What about the scenario in the quote? If a change in me or my circumstance changes the boundaries of the promise, then a change in the other person does as well. Either the promised was a case of mistaken identity, or they have changed. This is the 'person you were pretending to be'. I can make a promise to a person and in a world, but if things change then we can ask if that promise was broken or not. To whom did I make the promise, and who was it that made the promise? We need a clear understanding, and perhaps definition, of these to decide if a promise was broken or not.
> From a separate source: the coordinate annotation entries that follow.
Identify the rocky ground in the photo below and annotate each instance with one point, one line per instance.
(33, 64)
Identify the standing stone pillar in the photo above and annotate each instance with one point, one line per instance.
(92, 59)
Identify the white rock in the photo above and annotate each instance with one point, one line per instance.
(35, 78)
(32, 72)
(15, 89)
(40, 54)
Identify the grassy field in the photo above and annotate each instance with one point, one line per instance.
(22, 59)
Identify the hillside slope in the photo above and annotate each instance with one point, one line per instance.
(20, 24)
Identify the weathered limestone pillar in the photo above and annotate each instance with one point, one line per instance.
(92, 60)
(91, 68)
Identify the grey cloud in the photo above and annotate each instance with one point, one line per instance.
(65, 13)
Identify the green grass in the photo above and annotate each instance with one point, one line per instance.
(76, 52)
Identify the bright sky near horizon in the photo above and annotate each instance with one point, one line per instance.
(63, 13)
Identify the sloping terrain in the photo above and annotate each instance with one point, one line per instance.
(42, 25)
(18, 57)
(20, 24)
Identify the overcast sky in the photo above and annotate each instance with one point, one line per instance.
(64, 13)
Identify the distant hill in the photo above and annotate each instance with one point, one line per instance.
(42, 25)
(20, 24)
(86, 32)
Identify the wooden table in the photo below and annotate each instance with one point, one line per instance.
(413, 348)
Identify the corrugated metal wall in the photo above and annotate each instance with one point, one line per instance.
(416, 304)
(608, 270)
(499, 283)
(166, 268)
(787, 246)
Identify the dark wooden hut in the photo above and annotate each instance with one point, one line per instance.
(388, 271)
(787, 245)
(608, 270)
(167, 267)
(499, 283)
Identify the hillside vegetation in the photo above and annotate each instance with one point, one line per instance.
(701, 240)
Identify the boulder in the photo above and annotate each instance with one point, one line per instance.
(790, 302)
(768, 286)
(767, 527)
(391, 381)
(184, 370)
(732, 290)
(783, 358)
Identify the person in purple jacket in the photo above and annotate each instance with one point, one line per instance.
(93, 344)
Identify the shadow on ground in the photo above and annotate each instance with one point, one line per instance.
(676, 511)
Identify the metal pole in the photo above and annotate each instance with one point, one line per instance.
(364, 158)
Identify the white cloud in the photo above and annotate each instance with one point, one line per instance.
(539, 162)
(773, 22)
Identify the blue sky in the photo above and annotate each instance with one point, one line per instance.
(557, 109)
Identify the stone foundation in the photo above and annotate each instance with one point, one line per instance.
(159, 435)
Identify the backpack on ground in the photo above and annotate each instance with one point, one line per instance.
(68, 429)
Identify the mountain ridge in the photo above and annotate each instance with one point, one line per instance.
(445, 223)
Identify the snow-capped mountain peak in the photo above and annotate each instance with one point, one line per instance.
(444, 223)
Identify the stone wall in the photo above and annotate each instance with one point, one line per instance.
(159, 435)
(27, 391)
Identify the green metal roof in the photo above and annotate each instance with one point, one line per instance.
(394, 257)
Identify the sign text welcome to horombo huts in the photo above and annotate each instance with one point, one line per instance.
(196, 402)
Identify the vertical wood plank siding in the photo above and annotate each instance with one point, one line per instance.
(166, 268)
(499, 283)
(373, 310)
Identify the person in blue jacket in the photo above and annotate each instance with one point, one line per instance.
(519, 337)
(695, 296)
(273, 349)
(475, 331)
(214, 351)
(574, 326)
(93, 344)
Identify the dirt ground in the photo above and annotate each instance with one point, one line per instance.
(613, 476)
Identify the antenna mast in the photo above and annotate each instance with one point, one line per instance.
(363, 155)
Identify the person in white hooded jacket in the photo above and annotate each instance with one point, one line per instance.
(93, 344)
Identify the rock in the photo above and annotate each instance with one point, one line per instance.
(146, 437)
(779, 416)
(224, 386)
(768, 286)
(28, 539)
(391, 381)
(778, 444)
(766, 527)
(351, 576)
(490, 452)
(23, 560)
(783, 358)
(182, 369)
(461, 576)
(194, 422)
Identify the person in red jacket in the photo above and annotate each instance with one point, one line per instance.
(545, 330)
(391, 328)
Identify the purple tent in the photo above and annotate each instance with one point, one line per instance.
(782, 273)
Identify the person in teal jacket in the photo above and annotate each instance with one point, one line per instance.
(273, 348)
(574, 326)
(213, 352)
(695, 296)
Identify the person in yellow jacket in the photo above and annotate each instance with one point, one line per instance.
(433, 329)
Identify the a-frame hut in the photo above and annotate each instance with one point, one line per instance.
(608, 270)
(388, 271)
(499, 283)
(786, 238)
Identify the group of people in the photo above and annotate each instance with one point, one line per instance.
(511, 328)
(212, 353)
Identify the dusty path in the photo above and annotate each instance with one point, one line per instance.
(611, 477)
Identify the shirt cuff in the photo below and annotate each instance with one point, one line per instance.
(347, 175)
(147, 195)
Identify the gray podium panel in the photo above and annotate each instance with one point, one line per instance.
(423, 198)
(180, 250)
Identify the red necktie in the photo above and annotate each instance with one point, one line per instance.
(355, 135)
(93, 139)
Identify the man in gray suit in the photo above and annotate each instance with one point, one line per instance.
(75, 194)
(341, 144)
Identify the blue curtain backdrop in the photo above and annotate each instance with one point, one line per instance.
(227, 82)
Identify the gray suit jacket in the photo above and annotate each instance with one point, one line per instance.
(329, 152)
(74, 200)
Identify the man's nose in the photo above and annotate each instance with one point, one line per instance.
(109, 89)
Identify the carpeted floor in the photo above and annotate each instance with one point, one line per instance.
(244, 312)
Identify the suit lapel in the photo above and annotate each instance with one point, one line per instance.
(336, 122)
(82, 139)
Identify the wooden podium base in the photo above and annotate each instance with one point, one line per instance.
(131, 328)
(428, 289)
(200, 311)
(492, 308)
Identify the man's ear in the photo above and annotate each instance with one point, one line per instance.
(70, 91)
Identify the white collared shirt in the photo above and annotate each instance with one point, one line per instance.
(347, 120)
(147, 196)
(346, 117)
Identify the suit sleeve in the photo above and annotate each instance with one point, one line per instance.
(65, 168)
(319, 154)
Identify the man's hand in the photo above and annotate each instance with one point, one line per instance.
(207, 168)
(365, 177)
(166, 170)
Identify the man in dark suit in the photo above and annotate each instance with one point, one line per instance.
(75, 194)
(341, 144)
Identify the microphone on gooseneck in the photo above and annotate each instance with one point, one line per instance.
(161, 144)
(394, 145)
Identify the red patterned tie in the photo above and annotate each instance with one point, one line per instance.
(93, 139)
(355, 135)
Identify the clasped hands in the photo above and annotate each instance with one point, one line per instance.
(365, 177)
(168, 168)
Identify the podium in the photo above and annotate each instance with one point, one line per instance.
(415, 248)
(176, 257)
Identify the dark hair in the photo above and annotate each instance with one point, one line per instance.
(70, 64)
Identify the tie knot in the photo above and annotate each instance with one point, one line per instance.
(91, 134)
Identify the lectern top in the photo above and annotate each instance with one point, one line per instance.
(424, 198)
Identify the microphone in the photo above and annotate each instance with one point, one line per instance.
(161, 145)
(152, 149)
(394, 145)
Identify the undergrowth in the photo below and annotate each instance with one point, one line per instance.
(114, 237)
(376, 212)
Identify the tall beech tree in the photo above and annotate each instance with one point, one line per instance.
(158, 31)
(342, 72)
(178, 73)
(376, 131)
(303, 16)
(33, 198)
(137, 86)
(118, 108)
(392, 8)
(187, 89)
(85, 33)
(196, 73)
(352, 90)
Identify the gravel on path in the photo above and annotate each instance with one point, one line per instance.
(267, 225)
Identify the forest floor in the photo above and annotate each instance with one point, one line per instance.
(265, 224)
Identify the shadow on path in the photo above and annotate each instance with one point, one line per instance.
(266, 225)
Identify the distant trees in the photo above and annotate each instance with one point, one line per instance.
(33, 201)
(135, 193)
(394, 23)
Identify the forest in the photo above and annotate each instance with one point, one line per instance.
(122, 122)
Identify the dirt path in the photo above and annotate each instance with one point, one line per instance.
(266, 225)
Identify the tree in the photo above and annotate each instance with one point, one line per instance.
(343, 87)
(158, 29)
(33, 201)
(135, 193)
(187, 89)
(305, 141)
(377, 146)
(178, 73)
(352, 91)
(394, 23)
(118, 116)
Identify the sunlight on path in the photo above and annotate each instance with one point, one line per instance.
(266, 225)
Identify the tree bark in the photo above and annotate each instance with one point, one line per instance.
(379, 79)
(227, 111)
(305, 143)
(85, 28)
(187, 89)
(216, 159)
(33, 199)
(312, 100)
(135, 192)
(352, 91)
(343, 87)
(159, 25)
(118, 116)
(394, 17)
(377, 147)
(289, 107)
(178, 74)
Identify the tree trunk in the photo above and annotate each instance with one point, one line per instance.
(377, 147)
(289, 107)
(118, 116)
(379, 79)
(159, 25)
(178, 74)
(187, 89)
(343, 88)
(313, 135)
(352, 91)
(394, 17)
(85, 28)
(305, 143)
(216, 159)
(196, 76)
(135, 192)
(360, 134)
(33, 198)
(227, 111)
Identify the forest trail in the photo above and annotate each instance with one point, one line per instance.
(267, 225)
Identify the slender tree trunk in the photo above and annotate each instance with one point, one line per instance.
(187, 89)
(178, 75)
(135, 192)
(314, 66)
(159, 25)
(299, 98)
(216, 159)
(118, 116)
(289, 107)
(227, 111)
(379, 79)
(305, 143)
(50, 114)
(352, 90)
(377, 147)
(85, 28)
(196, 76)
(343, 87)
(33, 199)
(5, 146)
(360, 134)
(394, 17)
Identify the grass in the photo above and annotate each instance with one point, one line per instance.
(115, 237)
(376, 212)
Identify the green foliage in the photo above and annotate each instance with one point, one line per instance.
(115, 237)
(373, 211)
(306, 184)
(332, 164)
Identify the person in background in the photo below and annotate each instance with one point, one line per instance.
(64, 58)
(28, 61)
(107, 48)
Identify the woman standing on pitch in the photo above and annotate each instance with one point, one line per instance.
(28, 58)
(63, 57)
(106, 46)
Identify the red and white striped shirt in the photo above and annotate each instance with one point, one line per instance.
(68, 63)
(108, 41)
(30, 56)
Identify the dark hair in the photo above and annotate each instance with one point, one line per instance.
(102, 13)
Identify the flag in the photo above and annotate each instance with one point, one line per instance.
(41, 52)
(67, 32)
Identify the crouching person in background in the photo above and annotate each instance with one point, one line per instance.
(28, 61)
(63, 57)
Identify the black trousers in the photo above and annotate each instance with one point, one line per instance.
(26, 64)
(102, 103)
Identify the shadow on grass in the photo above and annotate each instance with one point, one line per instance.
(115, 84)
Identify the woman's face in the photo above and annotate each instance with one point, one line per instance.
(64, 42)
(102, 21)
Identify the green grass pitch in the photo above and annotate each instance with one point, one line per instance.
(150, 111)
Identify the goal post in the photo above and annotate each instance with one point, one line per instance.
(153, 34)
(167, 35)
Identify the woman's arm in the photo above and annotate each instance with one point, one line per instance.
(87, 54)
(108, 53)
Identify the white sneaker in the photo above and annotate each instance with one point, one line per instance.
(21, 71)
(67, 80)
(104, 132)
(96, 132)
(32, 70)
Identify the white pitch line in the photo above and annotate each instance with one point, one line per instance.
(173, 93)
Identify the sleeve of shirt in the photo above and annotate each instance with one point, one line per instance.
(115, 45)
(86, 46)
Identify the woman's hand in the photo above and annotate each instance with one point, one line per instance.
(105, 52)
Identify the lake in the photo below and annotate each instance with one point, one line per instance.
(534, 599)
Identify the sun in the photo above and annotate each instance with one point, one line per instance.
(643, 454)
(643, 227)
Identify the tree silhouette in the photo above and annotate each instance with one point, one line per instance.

Perhaps nobody is lying, but there is a misunderstanding of position. Promises don't have to be explicit – they can be implicit. Yet, implicit promises are inherently more dangerous than explicit ones, because they depend so much on position. When you make a promise to someone, is that promise in the personal or economic sphere? Is that promise founded upon you having transportation, or being able to achieve a goal? What if you can't – did you break that promise? Some would say yes, but others might say no – or at least, that they shouldn't be blamed for breaking the promise. If you promised to get somewhere on time, but there was a traffic jam, did you break that promise? Yes, because it seems unlikely that the world has changed so substantially that traffic jams were not possible, or that you suddenly forgot how to drive. A traffic jam is an expected problem which is already part of the word, part of the circumstances, and you haven't changed substantially. You broke that promise. If, say, there was an earthquake or you had been shot, then maybe you didn't break that promise. Maybe the world has changed substantially enough that you shouldn't be 'blamed' for breaking that promise. This is what an excuse is.

This is sometimes a shaky path to follow though. I have know people who promise to be on time, but are habitually late, and who always have an excuse. They have an excuse every single time, they want to argue that they shouldn't be 'blamed' for breaking their promise. Others make promises willy-nilly, and never mean any of them. I regard these people with scorn. They aren't lying if you know them and know that they are untrustworthy, but in that case – when would you trust them?